Ceci relève d'un état d'esprit de certains politiciens de gauche et des membres du gouvernement en particulier:
Depuis l'affaire Cahuzac, qui cela dit n'était pas avocat, on a dénoncé pèle mêle la prétendue collusion des avocats avec les milieux économiques pour l'organisation de la fraude fiscale et prôné la séparation stricte de l'exercice de la profession d'avocat et d'un mandat parlementaire. Or bien au contraire le conflit d'intérêt est interdit aux avocats au titre de règles déontologiques qui sanctionnent au delà du droit pénal les activités illégales, leur impose à dénoncer le blanchiment etc... et dont les politiques, qui ne sont pour le moins pas exempts de reproches comme le montre l'actualité, serait bien avisés de s'inspirer.
Lors de la création par la loi consommation de la nouvelle action de groupe, on a soigneusement écarté les avocats de l'initiative d'une telle action pour la réserver aux associations de consommateurs, l'avocat n'étant apparemment pas digne de confiance.
Les avocats sont considérés comme des nantis qu'il faut donc ponctionner pour leur faire bien sentir la charge que serait la manne du budget de l'aide juridictionnelle, peut-être parce qu'ils sont suspects d'engager des procédures inutiles pour abuser du système. Cependant introduire une procédure téméraire ou vouée à l'échec est susceptible d'engager la responsabilité professionnelle de l'avocat qui n'y a strictement aucun intérêt et d'autant moins pour la rétribution de misère qui lui est versée.
Dernier épisode en date, Monsieur Montebourg, Ministre de l'Economie, qualifie de "rentiers" et de "capteurs de revenus" un certain nombre de professions réglementées et affirme vouloir "rendre" aux Français rien moins que six milliards d'euros de pouvoir d'achat. Veut-il ouvir ces professions à la concurrence pour qu'après s'être fait opérer chirurgicalement par un charcutier l'on puisse faire un procès pour l'opération ratée en étant assisté par un gendarme en retraite? Penser que déréglementer conduira à une baisse des prix est pour le moins audacieux et pourrait bien arriver au contraire à une augmentation des prix comme le signale le Président de la Chambre des Notaires.
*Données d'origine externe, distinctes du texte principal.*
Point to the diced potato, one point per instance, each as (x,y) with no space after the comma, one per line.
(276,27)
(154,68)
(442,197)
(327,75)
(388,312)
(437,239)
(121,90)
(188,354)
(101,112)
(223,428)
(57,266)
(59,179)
Qui plus est même si Monsieur Montebourg parvenait à réduire les recettes des "rentiers capteurs de revenus", cela conduirait soit à des suppressions d'emplois dans les professions concernées, soit à l'augmentation de leurs prix pour compenser la perte, soit les deux.
Comme le Président Sarkozy affichait son mépris pour les magistrats qualifiés de "petits pois" et de "laxistes" (est-il toujours du même avis sur ce point?) le Président Hollande et son gouvernement semblent mus par une intention de nuire et de faire payer la profession d'avocat.
Chat, Corbeau, Renard, nous ne voulons pas être des boucs émissaires.